Pemerintah Serius Kembangkan Bioethanol sebagai Bahan Bakar Nabati
Setelah bioethanol ditetapkan sebagai salah satu Proyek Strategis Nasional (PSN), pemerintah diharapkan mengambil langkah serius untuk mendukung pengembangannya sebagai bahan bakar nabati (BBN). Fabby Tumiwa, Direktur Eksekutif Institute for Essential Services Reform (IESR), menekankan pentingnya intervensi pemerintah di sektor pengadaan bahan baku. Menurutnya, tanpa dukungan aktif dari pemerintah, pengembangan bioethanol akan menghadapi berbagai hambatan.

Fabby menjelaskan, salah satu tantangan utama adalah kurangnya tanaman sumber bahan baku bioethanol di Indonesia.

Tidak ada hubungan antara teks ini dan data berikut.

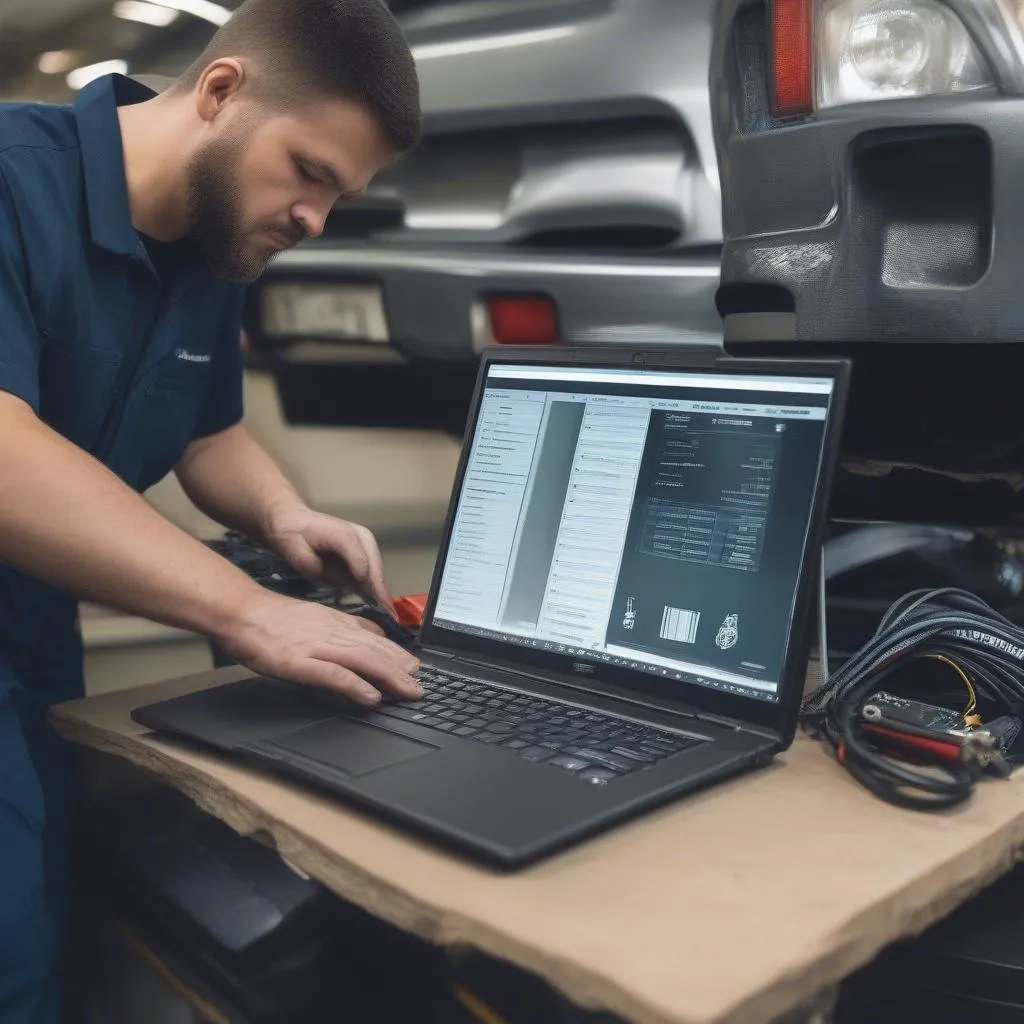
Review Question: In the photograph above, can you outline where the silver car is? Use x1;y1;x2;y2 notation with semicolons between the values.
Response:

Dibandingkan dengan kelapa sawit yang mendukung pengembangan biodiesel, tanaman seperti tebu, jagung, sorgum, dan singkong
sebagai bahan baku bioethanol masih sangat terbatas.
Kondisi ini mempersulit ketersediaan feedstock, terutama karena Indonesia saat ini masih mengimpor gula dan molase, yang juga digunakan sebagai bahan baku ethanol. Tanpa upaya serius untuk meningkatkan produksi tanaman ini, bioethanol sulit bersaing dengan biodiesel dalam hal kecepatan dan kemudahan pengembangan.
Tantangan dan Solusi untuk Pengembangan Bioethanol
Fabby juga menyoroti bahwa produksi ethanol dengan standar fuel-grade (99 persen) tidak mudah dicapai tanpa intervensi pemerintah. Proses ini membutuhkan teknologi yang lebih canggih dan investasi yang tidak sedikit.
Selain itu, harga ethanol di pasar internasional yang lebih tinggi dibandingkan minyak membuatnya sulit untuk menjadi pilihan bahan bakar nabati yang kompetitif.
Tanpa subsidi atau insentif pemerintah, harga bioethanol bisa tetap berada di atas jangkauan pasar domestik.
Berbeda dengan biodiesel yang didukung oleh Badan Pengelola Dana Perkebunan Kelapa Sawit (BPDPKS), pengembangan bioethanol tidak memiliki badan serupa. BPDPKS memungkinkan subsidi untuk biodiesel jika harga FAME terlalu tinggi, namun bioethanol tidak memiliki mekanisme pendukung seperti ini.
Oleh karena itu, pemerintah harus bersiap mengalokasikan anggaran dari APBN untuk memberikan subsidi yang diperlukan agar bioethanol tetap terjangkau dan menarik bagi pasar.
Marwan Batubara, Direktur Eksekutif Indonesian Resources Studies (IRESS), menambahkan bahwa pemerintah perlu lebih terlibat aktif dalam mendorong pengembangan bioethanol.
Misalnya, dengan mengerahkan potensi BUMN dan dukungan finansial untuk meningkatkan produksi bahan baku dalam skala besar.
Menurut Marwan, upaya ini dapat mencakup penanaman singkong atau tebu dalam skala jutaan hektar untuk memenuhi kebutuhan produksi bioethanol yang sebanding dengan produksi minyak sawit.
Dengan menangani tantangan utama ini—ketersediaan bahan baku, standar produksi fuel-grade, dan harga—pemerintah dapat menciptakan landasan yang lebih kokoh untuk pengembangan bioethanol sebagai bahan bakar nabati.
Langkah ini tidak hanya akan membantu Indonesia mengurangi ketergantungan pada
bahan bakar fosil, tetapi juga memberikan dorongan bagi sektor pertanian dan energi terbarukan di masa depan.